Asymptotic answer of Fourier transform radially symmetric function with a ring of minimum

I am looking for the two-dimensional Fourier transform of the following function

$ f(\vec{r}) = \exp\left[-\left(r-r_0\right)^2\right/ 2]\quad r\in\left(0,\infty\right) $

in the limit of large $r_0$. The Fourier transform is defined as

$ \tilde{f}\left(k\right) = \int_0^{\infty}rdr\int_0^{2\pi}d\phi\exp\left[\dot{\iota}\vec{r}\cdot\vec{k}\right]f\left(r\right) $

This can be simplified to be

$ \tilde{f}\left(k\right) = 2\pi\int_0^{\infty}rdrJ_0\left(kr\right)f\left(r\right), $

where $J_{0}\left(x\right)$ is the zeroth order Bessel function. I am looking for the asymptotic expression for the the above integral in the limit of $r_0$ being large. Let us do a change of variable $t\equiv r-r_{0}$ , then

$ \tilde{f}\left(k\right) = 2\pi\int_{-r_{0}}^{\infty}tdtJ_{0}\left(k\left(t+r_{0}\right)\right)e^{-\frac{t^{2}}{2}}+2\pi\int_{-r_{0}}^{\infty}r_{0}dtJ_{0}\left(k\left(t+r_{0}\right)\right)e^{-\frac{t^{2}}{2}} $

Is there any way to evaluate find the Fourier transform/evaluate the integral in the limit of large $r_0$?

We want to approximate

$$\tag{1} I(a)=2 \pi\int\limits_{-a}^\infty dt \ e^{-t^2/2}(a+t)J_0(k(a+t)) $$

For large $a$ and fixed $k$. This is the integral in the last equation of the question, with $r_0$ replaced by $a$. For large $z$, we may approximate $J_0(z)$ with $\sqrt{\frac{2}{\pi z}}\cos(z-\pi/4)$. As $a\to\infty$, the integrand only contributes significantly near $t=0$, so we expand the $\sqrt{t-a}$ around $t=0$. We then extend the integration range by replacing $-a$ with $-\infty$ in the lower limit. Let $A(a)$ be our approximation, then

$$\tag{2} A(a)=2\pi \int\limits_{-\infty}^\infty dt \ e^{-t^2/2} \cos(k(a+t)-\pi/4) \left[ \sqrt{\frac{2a}{\pi k}}+\frac{t}{\sqrt{2 \pi a k}}\right] $$

The resulting integrals yield

$$\tag{3} A(a)=\frac{2\pi}{\sqrt{ak}} e^{-k^2/2}\left[2a \sin(ak+\pi/4)+k \cos(ak+\pi/4) \right] $$

Here is a plot of the ratio $A/I$, where $I$ was evaluated numerically from (1) and $k=2.1$.

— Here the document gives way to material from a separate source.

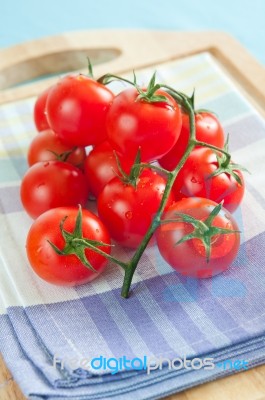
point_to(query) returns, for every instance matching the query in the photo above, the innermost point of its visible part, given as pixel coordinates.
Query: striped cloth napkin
(49, 335)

There are some points where the approximation seems bad: this is because the zeros of $A$ and $I$ are not exactly coincident, and why we do not have asymptotic equality between $A$ and $I$.

PS: the type of integral you have for $\tilde{f}$ is a Hankel transform. Unfortunately, searching for Hankel transform of shifted Gaussian did not yield anything fruitful.